Hard Hitting

Hard Hitting

How to not get injured like I did

I also discuss my "asslessness"

Melissa Kenny's avatar
Melissa Kenny
Jan 30, 2025
∙ Paid
30
13
3
Share

Maybe I’ve been lying by omission, though radical transparency has never been one of my brand pillars so maybe it’s fine? In any case, I came here to disclose that I haven’t played tennis in four months. It has nothing to do with winter.

I have a herniated disc; a budget MRI ($250) I got in a moldy basement in Astoria told me so. If you’re a silly billy freelancer without health insurance like me, $250 is a very good price for an MRI (start here if you’re in New York and need one). The caveat is that the price was, for me, the only palatable thing about the experience. Permit me a quick, floral meandering wherein I dump my trauma upon you.

So, the basement. Once I descended there, a middle-aged Russian woman with translucent skin rose silently from her chair and glided toward me with the kind of frailty no-one wants from a health practitioner. Her glazed-over eyes were fully committed to the middle distance, making it unclear if she’d actually seen me or just felt that someone was there.

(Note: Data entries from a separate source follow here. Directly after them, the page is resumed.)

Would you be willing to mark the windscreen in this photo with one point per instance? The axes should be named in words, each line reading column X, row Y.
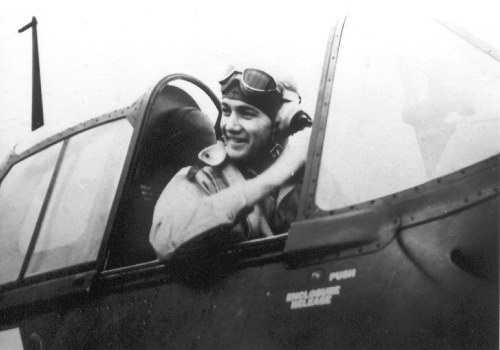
column 412, row 100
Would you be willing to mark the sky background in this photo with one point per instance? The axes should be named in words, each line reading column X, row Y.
column 98, row 56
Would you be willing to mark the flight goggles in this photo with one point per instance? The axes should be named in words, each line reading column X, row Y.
column 257, row 82
column 251, row 80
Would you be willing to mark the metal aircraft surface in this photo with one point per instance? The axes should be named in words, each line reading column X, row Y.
column 395, row 254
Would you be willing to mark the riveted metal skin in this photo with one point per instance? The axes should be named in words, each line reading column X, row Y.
column 432, row 283
column 307, row 205
column 416, row 269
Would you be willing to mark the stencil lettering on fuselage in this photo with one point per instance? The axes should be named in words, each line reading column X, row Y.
column 319, row 296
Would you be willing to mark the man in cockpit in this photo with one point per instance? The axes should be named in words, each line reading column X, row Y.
column 245, row 186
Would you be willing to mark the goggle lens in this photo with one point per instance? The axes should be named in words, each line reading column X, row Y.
column 258, row 80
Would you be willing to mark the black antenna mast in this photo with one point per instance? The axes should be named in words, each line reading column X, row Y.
column 36, row 96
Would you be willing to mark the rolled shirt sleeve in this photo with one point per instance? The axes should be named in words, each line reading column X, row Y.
column 184, row 211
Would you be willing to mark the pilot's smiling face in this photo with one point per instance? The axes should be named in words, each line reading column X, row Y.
column 246, row 130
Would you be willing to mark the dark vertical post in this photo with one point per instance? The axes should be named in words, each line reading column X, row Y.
column 36, row 96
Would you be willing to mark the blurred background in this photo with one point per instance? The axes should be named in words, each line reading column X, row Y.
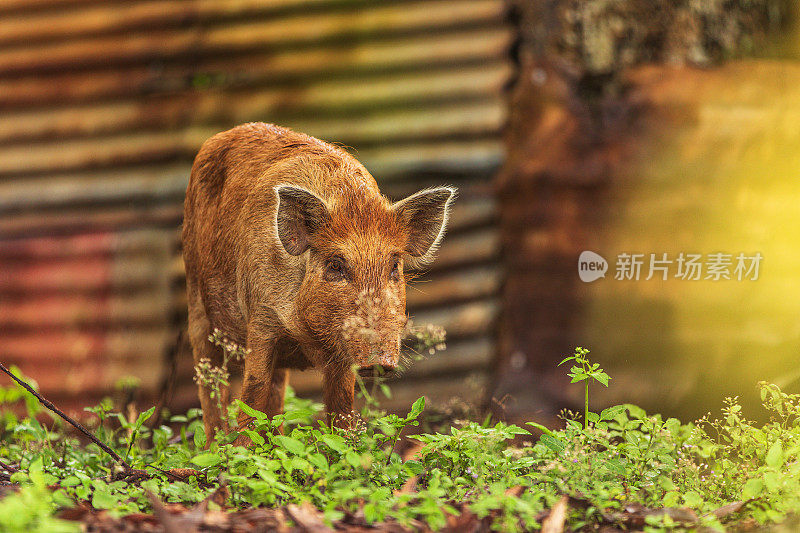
column 616, row 126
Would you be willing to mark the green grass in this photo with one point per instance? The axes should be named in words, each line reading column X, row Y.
column 613, row 461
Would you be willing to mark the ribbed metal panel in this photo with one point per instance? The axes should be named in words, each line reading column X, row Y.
column 103, row 105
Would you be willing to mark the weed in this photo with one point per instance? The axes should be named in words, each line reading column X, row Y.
column 620, row 467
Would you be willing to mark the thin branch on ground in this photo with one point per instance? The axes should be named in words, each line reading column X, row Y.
column 77, row 425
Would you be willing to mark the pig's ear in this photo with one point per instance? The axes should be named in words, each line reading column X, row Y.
column 300, row 214
column 425, row 216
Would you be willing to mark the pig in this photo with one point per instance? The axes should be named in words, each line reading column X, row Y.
column 291, row 250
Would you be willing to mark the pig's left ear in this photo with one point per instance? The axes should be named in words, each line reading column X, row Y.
column 425, row 216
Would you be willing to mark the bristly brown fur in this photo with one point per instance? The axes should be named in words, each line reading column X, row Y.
column 292, row 251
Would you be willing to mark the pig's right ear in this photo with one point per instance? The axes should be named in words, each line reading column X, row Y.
column 300, row 214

This woman led me to the machine—as much as an eerie, amorphous person can lead—mumbling and shuffling and come to think of it, probably sleepwalking. To be fair, she couldn’t have settled me with coherence or conviction. Swampy smells usurped my nostrils, meaning mold was nigh. Just basements upholding their rep, as it were! Cortisol soaring, armpits soggy, I thought only of how mold in my Bed Stuy apartment took me out last year.

She didn’t meet my eyes to hand me protective goggles, instead staring blankly ahead (shout out Vanessa Carlton) while I submitted to a thousand miles of ear-shredding tones that had me believing the year was 1998 and the locale was my family’s *computer room*—though the suffering lasted much longer than a dial-up modem connecting to the internet. Do we all agree that MRIs are insane?? Lmk.

It’s so true that everyone has a story and that was mine! The events described above culminated in a sobering fact: I have a herniated disc, which is when “the inner gel-like core of a spinal disc pushes through a tear or weak point in the tough outer layer” (spine-health.com).

Prior to knowing, I really didn’t want to know, so instead I played through tension and stiffness—and eventually, actual pain—for months. I can probably even trace the demise of my back to a recurring ankle injury from four years ago that returned last summer. I played through both chapters. What are signs for if not ignoring them?? There was pain; nevertheless, she persisted.

So let me just say that this is a hard thing to write about—not because it hurts to sit, and also, tragically, to sneeze—but because it reveals the mistakes and character deficiencies that got me here in the first place.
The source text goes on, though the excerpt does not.